By JASON L. RILEY
Is the conversation that Republicans want to have about immigration any more serious than the one Democrats want to have about race?
The Republican presidential field sports no shortage of individuals capable of speaking intelligently about America’s broken immigration system. Sens. Marco Rubio and Lindsey Graham have drafted legislation on the issue. Jeb Bush co-wrote an entire book on the subject. And Rick Perry ran a border state with the nation’s second-largest immigrant population for 14 years. So why is Donald Trump, whose comments about immigrants and crime are as ugly as they are uninformed, doing all the talking?
The candidates who expect to outlast Mr. Trump in the primaries are no doubt eyeing his supporters. But Republicans would do better to focus on swing voters, whom they might lose if Mr. Trump’s position on immigration is perceived as the GOP’s. Mr. Trump is bringing heat to a debate that needs more light, and other candidates have an opportunity to provide it.
They might start by pointing out that numerous studies going back more than a century have shown that immigrants—regardless of nationality or legal status—are less likely than the native population to commit violent crimes or to be incarcerated. A new report from the Immigration Policy Center notes that while the illegal immigrant population in the U.S. more than tripled between 1990 and 2013 to more than 11.2 million, “FBI data indicate that the violent crime rate declined 48%—which included falling rates of aggravated assault, robbery, rape, and murder. Likewise, the property crime rate fell 41%, including declining rates of motor vehicle theft, larceny/robbery, and burglary.”
A separate IPC paper from 2007 explains that this is not a function of well-behaved high-skilled immigrants from India and China offsetting misdeeds of Latin American newcomers. The data show that “for every ethnic group without exception, incarceration rates among young men are lowest for immigrants,” according to the report. “This holds true especially for the Mexicans, Salvadorans, and Guatemalans who make up the bulk of the undocumented population.”
It also holds true in states with large populations of illegal residents. A 2008 report by the Public Policy Institute of California found that immigrants are underrepresented in the prison system. “The incarceration rate for foreign-born adults is 297 per 100,000 in the population, compared [with] 813 per 100,000 for U.S.-born adults,” the study concludes. “The foreign-born, who make up roughly 35% of California’s adult population, constitute 17% of the state prison population.”
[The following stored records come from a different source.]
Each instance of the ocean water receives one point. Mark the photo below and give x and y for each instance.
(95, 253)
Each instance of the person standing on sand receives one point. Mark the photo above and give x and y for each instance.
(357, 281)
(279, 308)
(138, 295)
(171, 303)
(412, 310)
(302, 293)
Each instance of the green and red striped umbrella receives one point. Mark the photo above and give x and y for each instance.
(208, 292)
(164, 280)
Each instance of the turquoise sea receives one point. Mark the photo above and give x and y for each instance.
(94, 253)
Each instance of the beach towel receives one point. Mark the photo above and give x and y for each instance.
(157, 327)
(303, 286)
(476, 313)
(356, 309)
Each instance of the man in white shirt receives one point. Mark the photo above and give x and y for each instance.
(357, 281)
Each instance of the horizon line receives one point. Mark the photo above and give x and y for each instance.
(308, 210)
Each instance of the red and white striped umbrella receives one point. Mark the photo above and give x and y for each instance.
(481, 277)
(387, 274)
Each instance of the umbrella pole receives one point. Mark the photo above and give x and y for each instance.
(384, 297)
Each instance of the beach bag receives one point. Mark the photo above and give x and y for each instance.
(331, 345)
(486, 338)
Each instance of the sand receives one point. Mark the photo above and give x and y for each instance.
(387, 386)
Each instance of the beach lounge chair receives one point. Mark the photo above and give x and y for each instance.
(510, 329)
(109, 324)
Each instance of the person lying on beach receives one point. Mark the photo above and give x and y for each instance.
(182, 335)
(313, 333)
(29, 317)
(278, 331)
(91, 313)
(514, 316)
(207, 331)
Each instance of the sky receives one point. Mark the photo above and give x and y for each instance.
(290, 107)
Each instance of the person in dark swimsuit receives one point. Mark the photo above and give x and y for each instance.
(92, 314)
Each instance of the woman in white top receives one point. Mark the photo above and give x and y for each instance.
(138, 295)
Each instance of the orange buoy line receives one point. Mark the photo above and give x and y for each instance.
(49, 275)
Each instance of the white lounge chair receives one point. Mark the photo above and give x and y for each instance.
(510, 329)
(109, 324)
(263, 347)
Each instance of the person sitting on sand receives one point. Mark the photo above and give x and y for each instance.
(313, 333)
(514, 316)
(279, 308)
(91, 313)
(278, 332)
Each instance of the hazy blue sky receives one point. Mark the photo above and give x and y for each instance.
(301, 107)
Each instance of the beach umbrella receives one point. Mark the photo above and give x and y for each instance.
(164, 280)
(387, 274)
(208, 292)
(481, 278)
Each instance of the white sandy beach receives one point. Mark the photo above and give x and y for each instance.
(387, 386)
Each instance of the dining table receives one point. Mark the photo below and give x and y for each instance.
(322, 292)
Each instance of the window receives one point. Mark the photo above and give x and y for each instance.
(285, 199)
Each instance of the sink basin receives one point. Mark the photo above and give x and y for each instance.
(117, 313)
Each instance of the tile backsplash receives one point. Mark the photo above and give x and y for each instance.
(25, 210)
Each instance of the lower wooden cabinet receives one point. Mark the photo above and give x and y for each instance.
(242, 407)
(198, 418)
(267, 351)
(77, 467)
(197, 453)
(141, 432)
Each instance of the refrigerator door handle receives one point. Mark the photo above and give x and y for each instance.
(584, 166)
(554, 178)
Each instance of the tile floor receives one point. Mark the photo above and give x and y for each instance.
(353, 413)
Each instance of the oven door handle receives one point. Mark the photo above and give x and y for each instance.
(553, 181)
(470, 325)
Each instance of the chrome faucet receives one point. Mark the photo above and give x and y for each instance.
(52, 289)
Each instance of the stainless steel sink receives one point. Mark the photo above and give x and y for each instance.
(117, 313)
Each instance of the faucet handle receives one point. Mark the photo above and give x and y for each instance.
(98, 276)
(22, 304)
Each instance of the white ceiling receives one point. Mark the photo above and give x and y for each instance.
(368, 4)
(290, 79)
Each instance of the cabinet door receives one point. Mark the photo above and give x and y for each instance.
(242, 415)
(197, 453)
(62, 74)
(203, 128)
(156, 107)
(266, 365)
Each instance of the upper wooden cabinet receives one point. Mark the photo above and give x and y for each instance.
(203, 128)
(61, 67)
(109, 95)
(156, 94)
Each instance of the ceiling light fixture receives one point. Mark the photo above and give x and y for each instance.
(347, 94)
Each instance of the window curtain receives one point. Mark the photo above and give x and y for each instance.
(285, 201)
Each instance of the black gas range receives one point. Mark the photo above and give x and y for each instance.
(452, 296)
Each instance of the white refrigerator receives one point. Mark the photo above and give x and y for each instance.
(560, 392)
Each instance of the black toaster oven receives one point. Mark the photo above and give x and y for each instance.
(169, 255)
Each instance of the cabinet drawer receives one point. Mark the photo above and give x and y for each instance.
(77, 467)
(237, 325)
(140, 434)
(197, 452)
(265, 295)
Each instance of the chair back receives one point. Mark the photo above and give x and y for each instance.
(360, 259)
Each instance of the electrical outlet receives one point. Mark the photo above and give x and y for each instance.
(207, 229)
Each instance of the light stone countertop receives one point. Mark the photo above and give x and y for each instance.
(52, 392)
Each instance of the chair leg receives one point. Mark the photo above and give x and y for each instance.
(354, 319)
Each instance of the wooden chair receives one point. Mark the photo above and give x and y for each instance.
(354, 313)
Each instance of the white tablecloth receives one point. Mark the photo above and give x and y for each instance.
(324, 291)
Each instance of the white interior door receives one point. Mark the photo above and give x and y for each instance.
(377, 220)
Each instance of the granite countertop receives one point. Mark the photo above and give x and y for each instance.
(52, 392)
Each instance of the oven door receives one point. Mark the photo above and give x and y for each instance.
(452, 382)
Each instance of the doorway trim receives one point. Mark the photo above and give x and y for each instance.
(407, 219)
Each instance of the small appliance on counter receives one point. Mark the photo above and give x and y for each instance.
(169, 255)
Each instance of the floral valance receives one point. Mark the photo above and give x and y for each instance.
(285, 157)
High-profile incidents, like the recent arrest of a Mexican national in the horrific shooting death of a young woman in San Francisco, can give the impression that immigrants are more likely to commit violent crimes. But the alleged killer is no more representative of Mexican immigrants than Dylann Roof is representative of white people.
Every immigrant here illegally has already broken a law, though that doesn’t mean they are predisposed to crime. In a 2005 paper, the Federal Reserve Bank of Chicago reported that more recently arrived immigrants are even less crime-prone than their predecessors. In 1980 the incarceration rate of foreign nationals was about one percentage point below natives. A decade later that had fallen to a little more than a percentage point, and by 2000 it was almost three percentage points lower.
Mr. Trump wants to have an unserious debate about immigration, one that involves scaring voters and scapegoating newcomers for crime problems that are mostly homegrown. The liberal press corps will continue indulging him because he’s entertaining, and they know his bluster helps Hillary Clinton.
But it behooves other Republicans to raise the level of discourse. After six years of President Obama fluctuating between doing nothing on immigration and issuing legally suspect executive actions that are still tied up in the courts, voters will want to know where the GOP candidates stand.
How do you balance border security and labor-market demand? Should relatives of people already here continue to be given an immigration preference? Is it time to move toward a skills-based immigration system similar to Canada’s? How should the federal government treat border states and cities that bear the upfront costs of illegal entries? Is walling off the southern border feasible? Would it make the U.S. safer? And what should be done about the estimated 12 million undocumented people already living here?
Voters—including the more than 40% of swing Hispanic voters that George W. Bush won in 2004—will be paying attention not only to what the candidates say about border issues but also how they say it. Tone matters, and Mr. Trump sounds like someone eager to spurn voters that the Republicans likely need next year. Most people agree that illegal immigration ought to be reduced. The question is not whether it’s a problem but how to solve it. It’s time for some adults in the GOP presidential race to weigh in.
Mr. Riley, a Manhattan Institute senior fellow and Journal contributor, is the author of “Please Stop Helping Us: How Liberals Make It Harder for Blacks to Succeed” (Encounter Books, 2014).